Misbakhun juga memandang, urgensi pembentukan RUU Sektor Keuangan tidak begitu mendesak, terlebih Indonesia masih menghadapi pandemi covid-19. Menurutnya, ruang kordinasi antar lembaga pengawas masih bisa ditangani oleh Komite Stabilitas Sistem Keuangan (KSSK) dan tidak perlu merubah susunan pengawasan.
Dia menyatakan, dalam penyelesaian krisis ekonomi harus memiliki leadership yang kuat. Terlebih, pemerintah telah memiliki KSSK yang semua peran sudah dipegang oleh masing-masing regulator. Dirinya juga mengingatkan agar menteri keuangan tidak mengambil jalan pintas dengan merubah UU dan mengambil kekuasaan sektor moneter dan keuangan yang dapat membahayakan sistem keuangan.
“Apa yang kurang dari KSSK? Apa KSSK ada problem kepemimpinan? Ini masalahnya. makanya tadi saya sampaikan, masalahnya diselesaikan dengan leadership. Ini yang harus menjadi pemahaman kita, jangan sampai kita ingin tiba tiba ada masalah dan Undang-Undangnya diubah seakan-akan itu masalahnya permanen dan kekuasaan (moneter) diambil,” tegas Misbakhun
Dia bahkan menyatakan, jika kekuasaan pengaturan moneter maupun fiskal menumpuk disatu titik maka kinerja Pemerintah dikhawatirkan akan semakin tidak efisien. “Ada masalah lagi kekuasaan diambil, kekuasaan menumpuk di satu tempat tapi tidak efektif dan tidak efisien, itu berbahaya,” paparnya.
Sementara Ekonom Senior Institute for Development of Economics and Finance (Indef) Aviliani berpendapat, selain Bank Indonesia dan OJK, lembaga independen seperti LPS (Lembaga Penjamin Simpanan) perlu adanya peran yang lebih luas dari lembaga ini, guna mengantisipasi permasalahan lembaga keuangan di masa krisis.

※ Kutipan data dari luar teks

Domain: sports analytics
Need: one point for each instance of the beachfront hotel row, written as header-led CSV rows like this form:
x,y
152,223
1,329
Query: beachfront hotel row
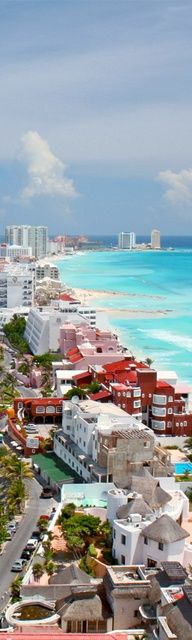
x,y
105,433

Apalagi, dirinya melihat secara historis rentang waktu terjadinya krisis semakin lama semakin pendek. Oleh karena itu, menurutnya sektor keuangan harus dibuat kebijakan yang lebih mampu mengantisipasi ketika krisis itu terjadi.
Selama ini UU LPS hanya membolehkan lembaga tersebut melakukan penanganan setelah bank sudah dinyatakan gagal. Imbasnya, negara merogoh kocek lebih dalam untuk menyehatkan bank.
“Pengalaman kemarin banyak investor mau ambil bank, tapi maunya yang good asset. Bad assetnya yang tidak mau. Karena tidak bisa dilakukan, maka banyak investor tidak jadi ambil bank,” ucap Aviliani.